How to Prevent Frozen Water Pipes

If you know the weather is going to be cold overnight, there are a few things you can do to prevent your pipes from freezing.

  • Open the cabinets under the sink.
  • Let your faucets drip overnight.
  • Cover outside water faucets and unhook the hoses.
  • If you have a well, make sure your pump doesn’t freeze. We have a space heater in our pump house that we turn on when the weather gets cold.
  • Make sure the pipes under your house are insulated.
  • Know where your main water shutoff valve is, just in case.

What to Do if Your Pipes Freeze

If your pipes do freeze, try not to panic. Inspect the pipes to look for any cracks. If they are cracked, turn off your water at the main valves and call a plumber.

If you don’t see any cracks, try to thaw the pipes with a hairdryer. Angelsong, one of my readers, recently used a space heater to thaw her pipes. Just don’t use a torch with an open flame. It’s better to have frozen pipes than a burned down house. And when you’re using any kind of electricity, make sure there is no standing water. You don’t want to electrocute yourself either.

With a little foresight, most of the time freezing pipes can be prevented.

Do you have any other suggestions for preventing frozen pipes?

Photo by laffy4k.

7 thoughts on “How to Prevent Frozen Water Pipes”

  1. Freezing pipes are never fun…

    My family owns a cabin in the mountains and we are always so scared of really cold winters because of freezing pipes. It’s not practical for us to run the heater all the time, and we try out best to insulate the pipes, but sometimes it just gets way too cold… Recently, we found about this thing called FireEar. It’s a home monitor that protects your home from freezing pipes, possible fires, and power outages. It sends you a text message or calls you if something goes wrong. They also have an insurance discount that you can do that will actually save you money on your insurance bill. Check it out! http://www.fireear.com

    Reply
  2. We thought our pipes froze once in our old house and worked most of the day (a Sunday) to get them unfrozen. I swear the basement was 75 degrees and we still couldn’t get the water to work. We finally broke down and called a plumber, who kindly charged regular, not Sunday, rates. Why? Because he felt sorry for us because the pipe was actually frozen at the water meter, not in our house! Who knew? He took off the man hole cover (so we would have needed him anyway), blew the hair dryer down on the meter for about 10 minutes, and we had running water! We kept it running slowly all night and didn’t have a problem, even though we wasted some water.

    Reply
  3. Great post! As a Canadian, I just wanted to warn you that letting the tap drip increases the chance of the pipe freezing-there’s just not enough water going through so the water can freeze! Let it run slowly, instead.

    Reply
  4. The pipes in part of our house froze, right above the laundry room.
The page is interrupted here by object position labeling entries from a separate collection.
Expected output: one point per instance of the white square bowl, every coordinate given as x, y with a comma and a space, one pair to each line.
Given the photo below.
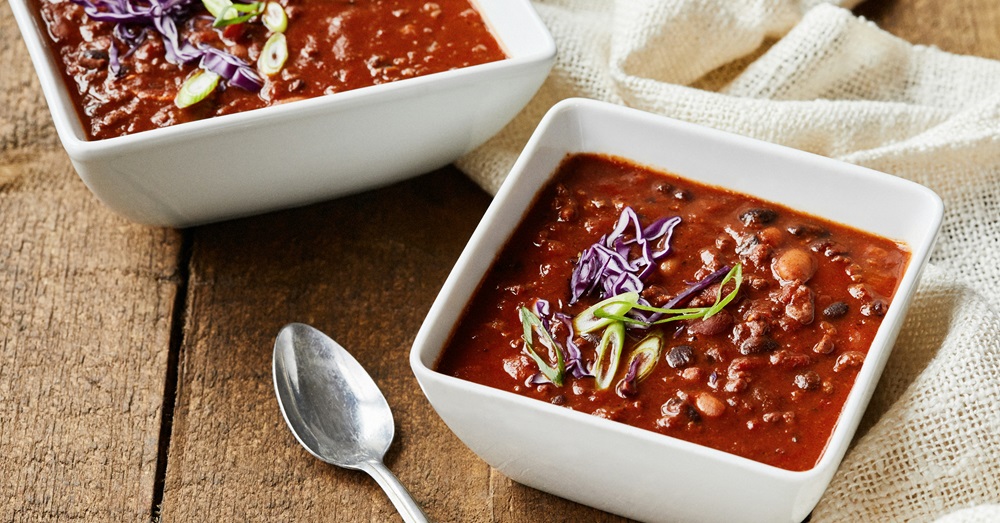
304, 151
622, 469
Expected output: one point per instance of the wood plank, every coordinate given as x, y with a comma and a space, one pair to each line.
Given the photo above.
86, 305
364, 269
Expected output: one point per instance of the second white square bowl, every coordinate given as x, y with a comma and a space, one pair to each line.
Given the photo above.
622, 469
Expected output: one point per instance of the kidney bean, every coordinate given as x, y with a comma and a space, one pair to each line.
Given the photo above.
835, 310
680, 356
801, 307
849, 359
825, 345
808, 380
709, 406
758, 217
794, 265
789, 360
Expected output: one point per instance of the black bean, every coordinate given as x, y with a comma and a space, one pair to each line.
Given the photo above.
808, 230
692, 413
835, 310
808, 380
758, 345
680, 356
758, 217
672, 407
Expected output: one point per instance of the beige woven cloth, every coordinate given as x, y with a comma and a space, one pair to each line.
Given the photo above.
811, 75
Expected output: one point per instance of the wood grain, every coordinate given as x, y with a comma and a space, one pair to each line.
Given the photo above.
86, 306
99, 318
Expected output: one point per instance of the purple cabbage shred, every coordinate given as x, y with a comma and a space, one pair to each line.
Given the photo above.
609, 266
574, 358
132, 18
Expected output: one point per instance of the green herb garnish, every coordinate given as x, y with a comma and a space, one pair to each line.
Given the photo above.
609, 353
196, 88
273, 55
533, 325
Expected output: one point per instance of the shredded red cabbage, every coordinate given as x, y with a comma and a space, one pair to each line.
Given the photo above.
605, 266
131, 18
574, 358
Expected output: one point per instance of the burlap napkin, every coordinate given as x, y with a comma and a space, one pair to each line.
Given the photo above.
810, 75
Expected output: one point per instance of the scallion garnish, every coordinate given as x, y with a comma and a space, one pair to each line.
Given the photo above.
612, 307
238, 13
533, 325
605, 312
216, 7
274, 17
609, 352
641, 363
273, 55
196, 88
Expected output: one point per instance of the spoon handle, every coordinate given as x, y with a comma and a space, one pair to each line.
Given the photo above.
400, 497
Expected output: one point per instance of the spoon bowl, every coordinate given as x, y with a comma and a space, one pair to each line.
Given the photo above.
335, 410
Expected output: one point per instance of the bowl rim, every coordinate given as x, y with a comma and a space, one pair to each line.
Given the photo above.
864, 384
70, 127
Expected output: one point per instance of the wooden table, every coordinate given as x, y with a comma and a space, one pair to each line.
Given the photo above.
135, 361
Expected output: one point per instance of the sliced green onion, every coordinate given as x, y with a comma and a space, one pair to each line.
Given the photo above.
641, 363
216, 7
609, 352
274, 17
645, 356
605, 312
196, 88
273, 55
533, 325
238, 13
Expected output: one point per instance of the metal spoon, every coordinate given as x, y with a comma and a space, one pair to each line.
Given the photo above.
335, 410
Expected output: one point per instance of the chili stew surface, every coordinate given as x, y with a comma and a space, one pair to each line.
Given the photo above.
333, 46
765, 377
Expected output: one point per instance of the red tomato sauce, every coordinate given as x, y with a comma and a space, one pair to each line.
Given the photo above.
333, 46
765, 379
This part of the house is not as well insulated as the rest, and harder to get to via the attic access due to an add on. I had some laundry in the dryer, ran it, and the pipes began to unfreeze. When I saw what was going on, ran the dryer on high and the heat rose and thawed the pipes in that part of the house!

    Reply
  5. If you cannot afford to buy anything to cover your pipes with, a couple of pairs of old, thick socks work great. Put the socks over the exposed pipes, and cover them with a plastic bag, secured with a cable tie. This will prevent the socks from getting wet when it rains, and the cable tie can be cut to remove the bag and socks when it warms up.

    Old newspapers or an old tee shirt can also be used in a similar manner.

    Reply
  6. One of the upsides to living in a place where we frequently expect it to get really cold for almost half the year is that houses are built with this eventuality in mind. 20 years of living in Canada and I’ve never once had to deal with frozen pipes, even though the temperature dips down to around -30 Celcius in the winter.